Year 341 BC was a year of the pre-Julian Roman calendar. At the time it was known as the Year of the Consulship of Venno and Privernas (or, less frequently, year 413 Ab urbe condita). The denomination 341 BC for this year has been used since the early medieval period, when the Anno Domini calendar era became the prevalent method in Europe for naming years.

Events 
 By place 
 Macedonia 
 Philip II of Macedon completes his annexation of Thrace. This is regarded by Athens as a further threat to the city's safety.

 Greece 
 Demosthenes delivers his Third Philippic. In it, he demands resolute action against Philip II.  Demosthenes now dominates Athenian politics and is able to considerably weaken the pro-Macedonian faction led by Aeschines.

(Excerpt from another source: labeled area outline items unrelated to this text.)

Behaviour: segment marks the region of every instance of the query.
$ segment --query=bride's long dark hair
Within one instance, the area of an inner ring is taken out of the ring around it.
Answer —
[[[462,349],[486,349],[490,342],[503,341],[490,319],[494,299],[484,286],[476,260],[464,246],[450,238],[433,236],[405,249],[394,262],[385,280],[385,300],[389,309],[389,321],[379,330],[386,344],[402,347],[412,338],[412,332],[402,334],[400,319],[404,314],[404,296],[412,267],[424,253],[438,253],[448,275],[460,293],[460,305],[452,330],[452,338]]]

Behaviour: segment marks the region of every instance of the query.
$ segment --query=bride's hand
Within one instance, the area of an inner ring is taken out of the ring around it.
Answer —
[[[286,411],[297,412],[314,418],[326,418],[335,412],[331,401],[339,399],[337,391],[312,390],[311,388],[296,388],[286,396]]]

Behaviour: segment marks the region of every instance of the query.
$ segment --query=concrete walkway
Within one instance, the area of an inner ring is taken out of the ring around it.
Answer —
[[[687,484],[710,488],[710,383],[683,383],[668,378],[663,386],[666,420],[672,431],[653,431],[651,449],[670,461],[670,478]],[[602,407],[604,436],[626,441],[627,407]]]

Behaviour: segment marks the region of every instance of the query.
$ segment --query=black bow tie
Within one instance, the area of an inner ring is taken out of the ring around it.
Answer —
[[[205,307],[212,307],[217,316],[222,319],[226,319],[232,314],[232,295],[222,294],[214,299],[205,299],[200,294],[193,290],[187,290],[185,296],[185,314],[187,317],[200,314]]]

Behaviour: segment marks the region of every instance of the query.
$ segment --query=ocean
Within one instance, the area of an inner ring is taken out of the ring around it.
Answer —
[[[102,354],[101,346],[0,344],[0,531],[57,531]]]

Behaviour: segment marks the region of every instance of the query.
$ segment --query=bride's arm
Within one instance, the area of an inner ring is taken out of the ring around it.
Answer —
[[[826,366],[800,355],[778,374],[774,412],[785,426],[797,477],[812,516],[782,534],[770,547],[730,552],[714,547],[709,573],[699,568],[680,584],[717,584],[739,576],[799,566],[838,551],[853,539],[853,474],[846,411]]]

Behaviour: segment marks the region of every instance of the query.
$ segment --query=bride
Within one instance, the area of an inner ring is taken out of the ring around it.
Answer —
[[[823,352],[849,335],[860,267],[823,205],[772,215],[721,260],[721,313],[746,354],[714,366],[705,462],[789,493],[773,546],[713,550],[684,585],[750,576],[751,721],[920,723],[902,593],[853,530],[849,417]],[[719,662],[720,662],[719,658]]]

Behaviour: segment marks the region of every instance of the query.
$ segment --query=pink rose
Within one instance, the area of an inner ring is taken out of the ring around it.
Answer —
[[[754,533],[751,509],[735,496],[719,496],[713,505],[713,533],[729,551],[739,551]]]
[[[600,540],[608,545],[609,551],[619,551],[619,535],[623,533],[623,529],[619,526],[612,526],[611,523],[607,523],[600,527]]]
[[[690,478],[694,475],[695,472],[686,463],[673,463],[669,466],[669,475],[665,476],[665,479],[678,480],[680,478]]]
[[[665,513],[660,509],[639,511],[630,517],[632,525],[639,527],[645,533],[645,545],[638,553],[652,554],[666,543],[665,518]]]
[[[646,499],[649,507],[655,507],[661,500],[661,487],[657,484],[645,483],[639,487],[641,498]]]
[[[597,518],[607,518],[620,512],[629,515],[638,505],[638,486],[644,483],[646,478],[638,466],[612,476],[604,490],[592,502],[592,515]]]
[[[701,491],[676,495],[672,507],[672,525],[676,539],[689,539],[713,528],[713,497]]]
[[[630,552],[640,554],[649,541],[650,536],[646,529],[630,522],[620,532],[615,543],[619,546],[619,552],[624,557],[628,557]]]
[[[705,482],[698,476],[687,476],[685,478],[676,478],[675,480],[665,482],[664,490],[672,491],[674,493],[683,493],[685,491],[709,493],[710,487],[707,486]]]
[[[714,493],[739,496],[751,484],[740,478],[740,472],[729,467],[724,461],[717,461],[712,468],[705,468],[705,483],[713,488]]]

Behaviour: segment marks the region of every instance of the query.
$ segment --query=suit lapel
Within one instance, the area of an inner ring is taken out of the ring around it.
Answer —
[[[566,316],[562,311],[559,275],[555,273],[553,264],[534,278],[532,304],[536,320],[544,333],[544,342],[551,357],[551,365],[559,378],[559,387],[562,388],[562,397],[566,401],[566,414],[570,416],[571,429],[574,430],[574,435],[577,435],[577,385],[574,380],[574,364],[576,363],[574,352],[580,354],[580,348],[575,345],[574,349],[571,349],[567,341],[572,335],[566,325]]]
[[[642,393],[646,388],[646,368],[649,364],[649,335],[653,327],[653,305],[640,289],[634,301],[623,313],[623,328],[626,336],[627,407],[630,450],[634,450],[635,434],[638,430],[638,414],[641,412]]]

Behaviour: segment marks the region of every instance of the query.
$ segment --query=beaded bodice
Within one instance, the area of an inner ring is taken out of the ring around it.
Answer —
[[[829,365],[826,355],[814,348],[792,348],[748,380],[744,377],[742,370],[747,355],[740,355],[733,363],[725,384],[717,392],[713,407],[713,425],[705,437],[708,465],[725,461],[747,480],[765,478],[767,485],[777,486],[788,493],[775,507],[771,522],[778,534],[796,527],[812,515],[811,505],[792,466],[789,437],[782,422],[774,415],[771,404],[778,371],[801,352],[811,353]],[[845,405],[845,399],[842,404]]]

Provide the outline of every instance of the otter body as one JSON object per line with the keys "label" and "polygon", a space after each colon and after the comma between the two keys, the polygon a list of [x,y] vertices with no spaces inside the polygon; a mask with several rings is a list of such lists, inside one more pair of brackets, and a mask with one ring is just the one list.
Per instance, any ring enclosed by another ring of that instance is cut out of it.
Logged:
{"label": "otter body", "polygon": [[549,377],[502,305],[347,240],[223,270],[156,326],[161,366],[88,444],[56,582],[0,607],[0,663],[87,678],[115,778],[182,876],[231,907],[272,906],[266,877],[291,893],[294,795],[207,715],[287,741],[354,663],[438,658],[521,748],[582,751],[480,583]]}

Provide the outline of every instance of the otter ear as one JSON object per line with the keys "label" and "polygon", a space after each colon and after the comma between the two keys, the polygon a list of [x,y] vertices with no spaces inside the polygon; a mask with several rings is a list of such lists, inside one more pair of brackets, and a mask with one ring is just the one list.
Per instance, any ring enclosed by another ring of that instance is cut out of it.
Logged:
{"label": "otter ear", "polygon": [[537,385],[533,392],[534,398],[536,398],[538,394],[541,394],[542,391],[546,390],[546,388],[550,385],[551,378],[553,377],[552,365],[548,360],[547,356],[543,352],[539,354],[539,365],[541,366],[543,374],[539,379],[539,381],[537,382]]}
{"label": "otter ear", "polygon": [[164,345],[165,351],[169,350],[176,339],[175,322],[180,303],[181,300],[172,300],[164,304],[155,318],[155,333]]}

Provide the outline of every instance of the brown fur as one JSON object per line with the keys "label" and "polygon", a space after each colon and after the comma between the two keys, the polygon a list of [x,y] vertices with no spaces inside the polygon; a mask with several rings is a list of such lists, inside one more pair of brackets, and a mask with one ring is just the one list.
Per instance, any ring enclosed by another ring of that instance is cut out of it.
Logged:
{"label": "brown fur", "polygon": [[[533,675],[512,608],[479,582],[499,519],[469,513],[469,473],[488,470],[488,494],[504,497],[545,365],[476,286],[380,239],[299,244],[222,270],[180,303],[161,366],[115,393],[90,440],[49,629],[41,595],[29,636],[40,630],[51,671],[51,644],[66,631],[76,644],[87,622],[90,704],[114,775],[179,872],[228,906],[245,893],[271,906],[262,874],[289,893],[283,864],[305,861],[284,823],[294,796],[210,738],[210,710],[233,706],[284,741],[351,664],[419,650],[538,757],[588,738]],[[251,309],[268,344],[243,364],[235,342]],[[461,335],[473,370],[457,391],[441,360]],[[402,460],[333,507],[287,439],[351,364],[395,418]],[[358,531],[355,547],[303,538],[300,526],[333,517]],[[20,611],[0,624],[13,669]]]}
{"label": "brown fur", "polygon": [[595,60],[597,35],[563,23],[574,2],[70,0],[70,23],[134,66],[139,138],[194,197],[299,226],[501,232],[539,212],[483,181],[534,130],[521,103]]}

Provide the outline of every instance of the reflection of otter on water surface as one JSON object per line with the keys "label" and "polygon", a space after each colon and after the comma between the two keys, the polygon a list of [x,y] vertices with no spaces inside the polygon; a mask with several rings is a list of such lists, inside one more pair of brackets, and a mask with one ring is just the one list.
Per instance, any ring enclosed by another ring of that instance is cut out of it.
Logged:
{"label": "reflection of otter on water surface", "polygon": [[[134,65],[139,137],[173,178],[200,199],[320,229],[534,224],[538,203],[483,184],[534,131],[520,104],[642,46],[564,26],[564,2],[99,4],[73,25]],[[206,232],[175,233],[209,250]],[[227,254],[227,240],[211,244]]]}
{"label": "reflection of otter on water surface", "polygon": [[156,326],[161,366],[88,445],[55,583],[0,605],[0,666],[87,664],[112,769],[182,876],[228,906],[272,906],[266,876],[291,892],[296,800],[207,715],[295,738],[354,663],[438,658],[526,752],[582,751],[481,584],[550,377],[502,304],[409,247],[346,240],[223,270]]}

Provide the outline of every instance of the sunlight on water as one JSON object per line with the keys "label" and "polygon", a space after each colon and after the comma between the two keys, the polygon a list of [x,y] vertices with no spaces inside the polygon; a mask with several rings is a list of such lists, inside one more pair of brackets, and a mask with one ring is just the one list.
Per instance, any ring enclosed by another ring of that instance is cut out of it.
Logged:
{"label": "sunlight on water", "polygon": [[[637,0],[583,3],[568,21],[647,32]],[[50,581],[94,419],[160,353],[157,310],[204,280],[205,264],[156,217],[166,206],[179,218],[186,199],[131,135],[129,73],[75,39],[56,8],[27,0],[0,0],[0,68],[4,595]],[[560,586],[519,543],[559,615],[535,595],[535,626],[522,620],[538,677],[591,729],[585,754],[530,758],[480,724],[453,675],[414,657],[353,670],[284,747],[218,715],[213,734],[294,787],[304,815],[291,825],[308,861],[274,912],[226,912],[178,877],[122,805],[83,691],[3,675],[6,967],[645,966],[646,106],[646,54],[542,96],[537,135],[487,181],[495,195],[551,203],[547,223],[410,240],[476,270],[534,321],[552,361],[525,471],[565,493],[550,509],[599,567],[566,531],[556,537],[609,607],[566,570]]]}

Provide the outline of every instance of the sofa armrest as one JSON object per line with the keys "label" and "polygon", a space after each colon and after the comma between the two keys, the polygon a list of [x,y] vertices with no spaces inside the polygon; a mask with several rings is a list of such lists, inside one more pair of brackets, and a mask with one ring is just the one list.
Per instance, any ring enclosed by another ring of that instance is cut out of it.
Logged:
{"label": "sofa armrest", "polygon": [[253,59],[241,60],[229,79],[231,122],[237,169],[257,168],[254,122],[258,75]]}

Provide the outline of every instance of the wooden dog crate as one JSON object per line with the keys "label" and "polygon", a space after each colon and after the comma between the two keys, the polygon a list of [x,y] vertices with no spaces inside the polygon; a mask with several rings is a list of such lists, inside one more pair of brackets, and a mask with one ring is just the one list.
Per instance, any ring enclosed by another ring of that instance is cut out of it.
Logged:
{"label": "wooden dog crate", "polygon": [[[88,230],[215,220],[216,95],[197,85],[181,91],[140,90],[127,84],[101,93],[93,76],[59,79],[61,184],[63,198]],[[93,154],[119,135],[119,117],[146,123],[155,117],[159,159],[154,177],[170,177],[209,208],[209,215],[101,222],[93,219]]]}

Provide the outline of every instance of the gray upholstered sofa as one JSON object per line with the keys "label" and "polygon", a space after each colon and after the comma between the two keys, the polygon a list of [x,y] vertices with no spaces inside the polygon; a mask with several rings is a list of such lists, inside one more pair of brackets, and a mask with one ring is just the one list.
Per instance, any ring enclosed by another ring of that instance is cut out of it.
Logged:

As a result, Demosthenes becomes controller of the Athenian navy.
 A grand alliance is organised by Demosthenes against Philip II, which includes Byzantium and former enemies of Athens, such as Thebes. These developments worry Philip and increase his anger towards Demosthenes. The Athenian Assembly, however, lays aside Philip's grievances against Demosthenes' conduct and denounces the Peace of Philocrates which has been signed by both sides in 346 BC, an action equivalent to an official declaration of war by Athens against Macedonia.

 Roman Republic 
 The First Samnite War ends with Rome triumphant and the Samnites willing to make peace. The war is ended with a hasty peace agreement, owing to a revolt by Rome's Latin allies, who resent their dependence on the dominant city. Despite its brevity, the First Samnite War results in the major acquisition by Rome of the rich land of Campania with its capital of Capua.